From the figure, we can see that \[P\left( A \right)\] is represented by region 1 and region 2.
\[P\left( A \right) = 1 + 2{\rm{ }}\left( 1 \right)\]
We can also see that \[P\left( B \right)\] is represented by region 2 and region 3.
\[P\left( B \right) = 2 + 3{\rm{ }}\left( 2 \right)\].
\[P\left( {A \cap B} \right)\] means the intersection of\[A\] and \[B\]and is represented by the region which is common to both \[A\] and \[B\]. So, we will represent \[P\left( {A \cap B} \right)\] by region 2.
\[P\left( {A \cap B} \right) = 2{\rm{ }}\left( 3 \right)\].
\[P\left( {A \cup B} \right)\] means the union of\[A\] and \[B\]and is represented by the region that covers both \[A\] and \[B\].
So, we will represent \[P\left( {A \cup B} \right)\] by region 1, region 2 and region 3.
\[P\left( {A \cup B} \right) = 1 + 2 + 3{\rm{ }}\left( 4 \right)\].
Let’s add equation (1) and equation (2).
\[P\left( A \right) + P\left( B \right) = 1 + 2 + 2 + 3\]
Let’s subtract equation (4) from the sum of equation (2) and equation (1).
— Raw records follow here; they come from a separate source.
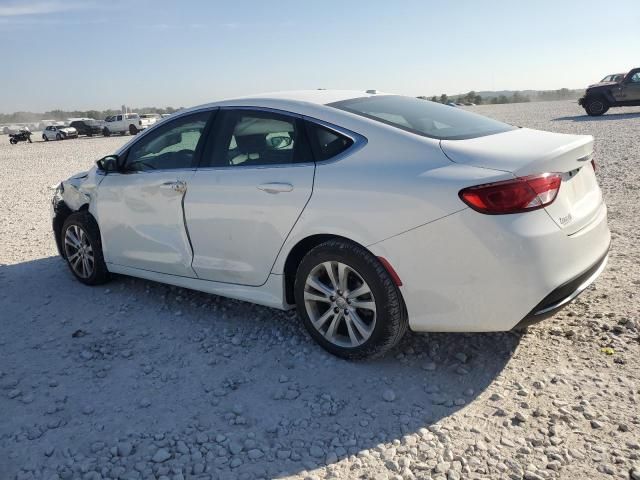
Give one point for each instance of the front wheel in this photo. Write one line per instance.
(83, 249)
(348, 302)
(596, 106)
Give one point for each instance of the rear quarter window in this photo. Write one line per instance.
(423, 117)
(326, 143)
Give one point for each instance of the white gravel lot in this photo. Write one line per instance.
(164, 383)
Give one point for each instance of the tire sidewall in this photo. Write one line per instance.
(593, 101)
(84, 221)
(385, 294)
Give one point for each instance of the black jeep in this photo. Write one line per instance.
(625, 92)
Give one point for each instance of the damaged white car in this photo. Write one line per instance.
(369, 213)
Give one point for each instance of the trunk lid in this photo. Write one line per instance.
(525, 152)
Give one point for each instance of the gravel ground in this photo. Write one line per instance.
(137, 380)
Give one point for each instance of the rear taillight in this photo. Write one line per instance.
(521, 194)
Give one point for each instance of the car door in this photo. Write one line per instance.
(254, 180)
(140, 208)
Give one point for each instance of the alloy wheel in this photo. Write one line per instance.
(340, 304)
(597, 106)
(79, 251)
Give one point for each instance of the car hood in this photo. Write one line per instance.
(602, 84)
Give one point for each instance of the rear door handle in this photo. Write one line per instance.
(176, 185)
(275, 187)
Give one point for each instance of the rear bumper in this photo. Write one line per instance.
(564, 294)
(470, 272)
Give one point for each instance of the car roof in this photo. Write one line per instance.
(316, 97)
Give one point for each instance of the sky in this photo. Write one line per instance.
(86, 54)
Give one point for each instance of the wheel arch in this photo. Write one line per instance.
(62, 212)
(302, 247)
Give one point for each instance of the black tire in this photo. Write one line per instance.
(596, 106)
(85, 221)
(391, 321)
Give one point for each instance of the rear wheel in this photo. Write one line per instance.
(80, 238)
(596, 106)
(348, 302)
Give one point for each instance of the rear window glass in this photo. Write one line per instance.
(423, 117)
(326, 143)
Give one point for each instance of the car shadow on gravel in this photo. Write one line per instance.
(207, 386)
(603, 118)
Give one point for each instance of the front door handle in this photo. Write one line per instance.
(275, 187)
(176, 185)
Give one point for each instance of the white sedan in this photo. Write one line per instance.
(57, 132)
(369, 213)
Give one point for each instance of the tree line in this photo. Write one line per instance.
(515, 97)
(33, 117)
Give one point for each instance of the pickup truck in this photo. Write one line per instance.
(625, 92)
(122, 123)
(149, 119)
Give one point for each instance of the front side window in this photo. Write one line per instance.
(257, 138)
(170, 147)
(423, 117)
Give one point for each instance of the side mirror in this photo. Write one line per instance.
(108, 164)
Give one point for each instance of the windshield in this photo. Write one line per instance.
(423, 117)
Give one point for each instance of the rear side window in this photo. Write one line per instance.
(253, 138)
(326, 143)
(423, 117)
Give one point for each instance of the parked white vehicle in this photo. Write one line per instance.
(122, 124)
(370, 213)
(149, 119)
(56, 132)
\[\begin{array}{l}P\left( A \right) + P\left( B \right) - P\left( {A \cup B} \right) = 1 + 2 + 2 + 3 - \left( {1 + 2 + 3} \right)\\P\left( A \right) + P\left( B \right) - P\left( {A \cup B} \right) = 2{\rm{ }}\left( 5 \right)\end{array}\]
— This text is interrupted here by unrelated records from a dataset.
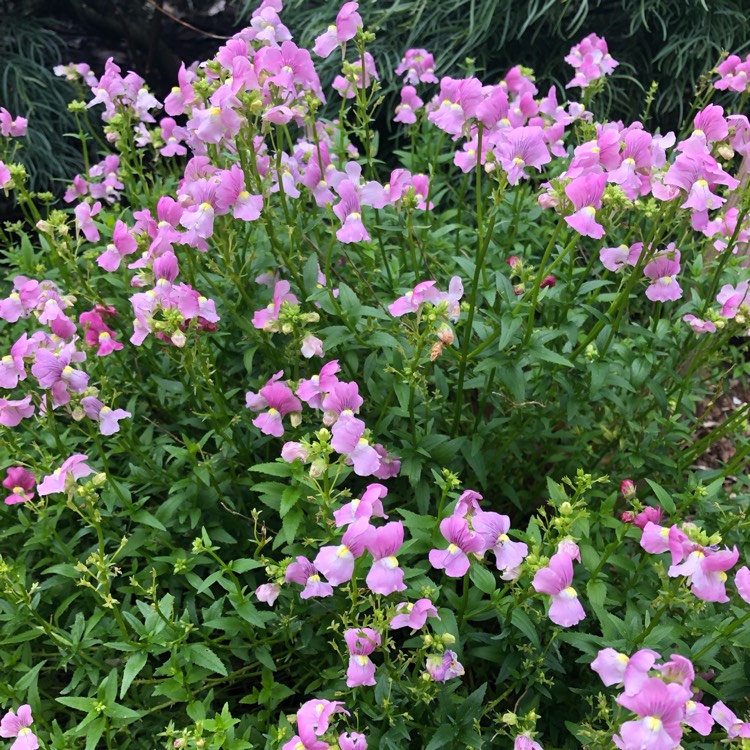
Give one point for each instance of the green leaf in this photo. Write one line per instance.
(663, 497)
(133, 666)
(482, 579)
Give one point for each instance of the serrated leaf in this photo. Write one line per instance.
(204, 657)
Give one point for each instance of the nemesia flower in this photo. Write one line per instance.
(302, 571)
(313, 719)
(493, 530)
(742, 582)
(727, 719)
(107, 418)
(20, 482)
(18, 726)
(345, 28)
(461, 541)
(268, 593)
(278, 399)
(361, 642)
(444, 667)
(591, 60)
(662, 269)
(699, 326)
(414, 615)
(336, 563)
(385, 577)
(410, 302)
(13, 411)
(72, 469)
(619, 669)
(566, 609)
(661, 708)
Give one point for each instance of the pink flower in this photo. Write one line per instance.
(417, 66)
(336, 563)
(521, 148)
(20, 482)
(312, 391)
(726, 718)
(461, 541)
(619, 669)
(13, 411)
(662, 269)
(415, 615)
(268, 593)
(305, 573)
(84, 222)
(17, 726)
(72, 469)
(385, 576)
(585, 193)
(555, 580)
(443, 667)
(361, 642)
(410, 102)
(107, 418)
(345, 28)
(742, 582)
(591, 60)
(661, 708)
(410, 302)
(278, 399)
(493, 530)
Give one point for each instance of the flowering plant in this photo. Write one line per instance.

Let’s compare equation (5) and equation (3).
\[P\left( {A \cap B} \right) = P\left( A \right) + P\left( B \right) - P\left( {A \cup B} \right)\]
Let’s add \[P\left( {A \cup B} \right)\] to both sides of the equation.
\[P\left( {A \cap B} \right) + P\left( {A \cup B} \right) = P\left( A \right) + P\left( B \right)\]
We have to add something to \[P\left( {A \cap B} \right)\] to \[P\left( A \right) + P\left( B \right)\]. This means that \[P\left( {A \cap B} \right)\]is smaller than \[P\left( A \right) + P\left( B \right)\]. \[P\left( {A \cap B} \right)\]can also be equal to \[P\left( A \right) + P\left( B \right)\]if value of \[P\left( {A \cup B} \right)\]is 0.
 \[\therefore P\left( {A \cap B} \right) \le P\left( A \right) + P\left( B \right)\].

Option (B) is the correct option.

Note:
We can directly use the formula \[P\left( {A \cap B} \right) = P\left( A \right) + P\left( B \right) - P\left( {A \cup B} \right)\] to solve this question. We need to be careful about the fact that \[P\left( {A \cup B} \right)\] is not equal to \[P\left( A \right) + P\left( B \right)\].